The largest decline was recorded by the oil and gas sector, which shrank by 33.5 per cent in 2009 compared to a growth rate of 32 per cent in 2008.

“This contrast shows how the sharp drop in world oil prices impacted on the emirate's economy, as the average price went down by nearly 37 per cent from $97 per barrel in 2008 to $ 61 per barrel in 2009.”

But the report noted that the emirate’s non-oil GDP grew by around six per cent in 2009 albeit lower than in 2008, when it swelled by about 9.6 per cent.

“This reflects the vulnerability of non-oil activities to fluctuations in oil prices. However the volatility in growth rates of non-oil sectors was much lower than past years… this highlights the progress in policies of economic diversification, and stimulation of non-oil sectors,” the report said.

As for the components of GDP, 2009 witnessed a slowdown in growth rate of total commodity activities by 25 per cent compared to a positive growth of around 26.6 per cent in 2008, it said, adding that this shows the severe impact of the sharp decline in oil and gas sector which constitutes about 70 per cent of the total commodity activities in the emirate.

The report noted that some other sectors recorded higher growth rates last year, mainly manufacturing, and building and construction which achieved growth rates of four and five per cent respectively.

“On the other hand, the total service activities registered positive growth of seven per cent in 2009, but the overall performance remained lower than that of 2008, when it recorded a growth rate of about nine per cent,” it said.

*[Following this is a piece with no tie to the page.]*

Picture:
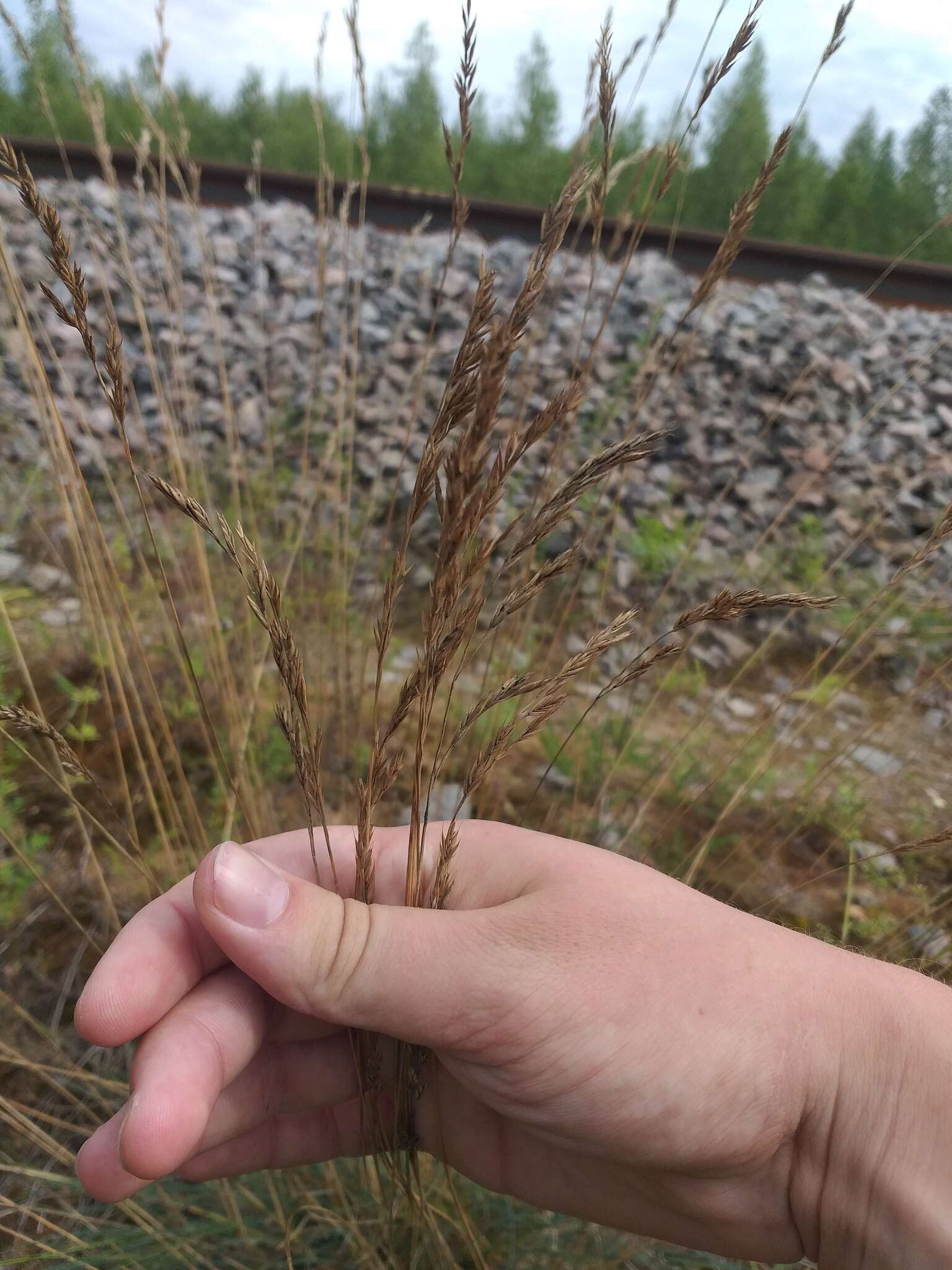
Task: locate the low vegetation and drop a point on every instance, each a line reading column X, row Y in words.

“This could be a result of the retreat in the performance of the financial institutions, as well as the real estate and business services activities, which recorded growth rates of four and seven per cent respectively in 2009, compared to 11 and eight per cent respectively in 2008.”

According to ADDED, a steep decline in the volume of domestic demand witnessed in 2009 was the “final outcome” of the economic crisis.

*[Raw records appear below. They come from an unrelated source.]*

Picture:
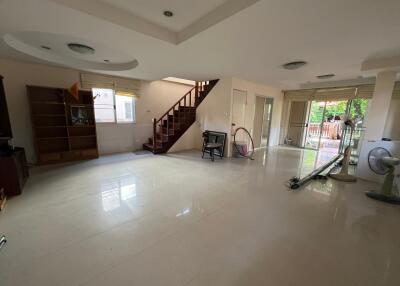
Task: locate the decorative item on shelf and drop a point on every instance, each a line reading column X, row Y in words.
column 74, row 91
column 80, row 116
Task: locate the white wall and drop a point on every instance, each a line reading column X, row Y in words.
column 212, row 114
column 215, row 112
column 392, row 126
column 254, row 89
column 380, row 104
column 156, row 97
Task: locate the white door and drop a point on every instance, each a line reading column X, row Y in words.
column 239, row 111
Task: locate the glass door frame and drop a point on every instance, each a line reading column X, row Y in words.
column 321, row 124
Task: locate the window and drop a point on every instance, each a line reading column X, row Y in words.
column 110, row 107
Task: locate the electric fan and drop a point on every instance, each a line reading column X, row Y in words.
column 381, row 162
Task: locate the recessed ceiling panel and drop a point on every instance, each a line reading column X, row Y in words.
column 185, row 12
column 56, row 48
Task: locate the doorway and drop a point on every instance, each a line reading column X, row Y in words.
column 239, row 111
column 325, row 126
column 297, row 123
column 262, row 121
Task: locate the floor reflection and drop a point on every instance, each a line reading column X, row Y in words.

“There was also a tangible change in the patterns of consumer spending for many of the population….this development has cast a shadow on the activity of wholesale and retail trade and repair services, which registered a growth rate of around six per cent in 2009 compared to 8.4 per cent in 2008.”

Turning to investment, the report showed the total gross fixed capital formation grew to around Dh79.8 billion last year from Dh72.6bn in 2008. But it noted that lower oil prices had negatively affected growth in such investments.

“It is essential to note the important role played by oil revenues, in increasing capital formation and in financing economic and social development projects. Given the very low oil prices over the past year, there was a significant decline in the growth of capital formation in 2009, which registered an increase of around 10 per cent, compared to 2008 and 2007 when growth rates reached nearly 18 per cent and 17.4 per cent respectively,” it said.

The report said lower oil prices and the decline in domestic demand, rents and food prices sharply depressed inflation in the emirate to just 0.8 per cent from a record annual high of about 15 per cent in 2008.

As for the population, it grew from around 1.572m at the end of 2008 to nearly 1.643m at the end of 2009, an increase of about 4.5 per cent. In 2009, males were estimated at 1.068m and females at 574,585.